Lee Enterprises’ shares opened for trading on Wednesday at $28, sandwiched between its 52-week range of $18.45 to $44.43.
The Verdict: Admittedly, this Stock Wars duel offers players from two very different corners of the media world — a Midwestern newspaper enterprise that adapted itself into the digital world and a New York City cutting-edge online resource that reinvented itself from being a silly distraction to a prominent (if somewhat erratic) news outlet.

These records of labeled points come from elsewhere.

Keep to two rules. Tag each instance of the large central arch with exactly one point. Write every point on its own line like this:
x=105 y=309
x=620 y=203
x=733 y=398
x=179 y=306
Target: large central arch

Lee Enterprises seems to be doing something right, as Alden Group has continued (with no success) to convince the company’s shareholders to accept its takeover bid — going so far as to lobby shareholders to vote no on the company’s director slate and suing the company over the election of directors.
BuzzFeed doesn’t seem to be doing anything right lately — and any company that has multiple stories of internal revolts percolating into the news has a human resources infection that needs to be cauterized. The company’s shares are also trading too low for comfort.
The verdict on this Stock Wars is fairly easy: Lee Enterprises is a stable company that will be a reliable presence in a portfolio. As for BuzzFeed, whether it can steer itself into smoother waters remains to be seen.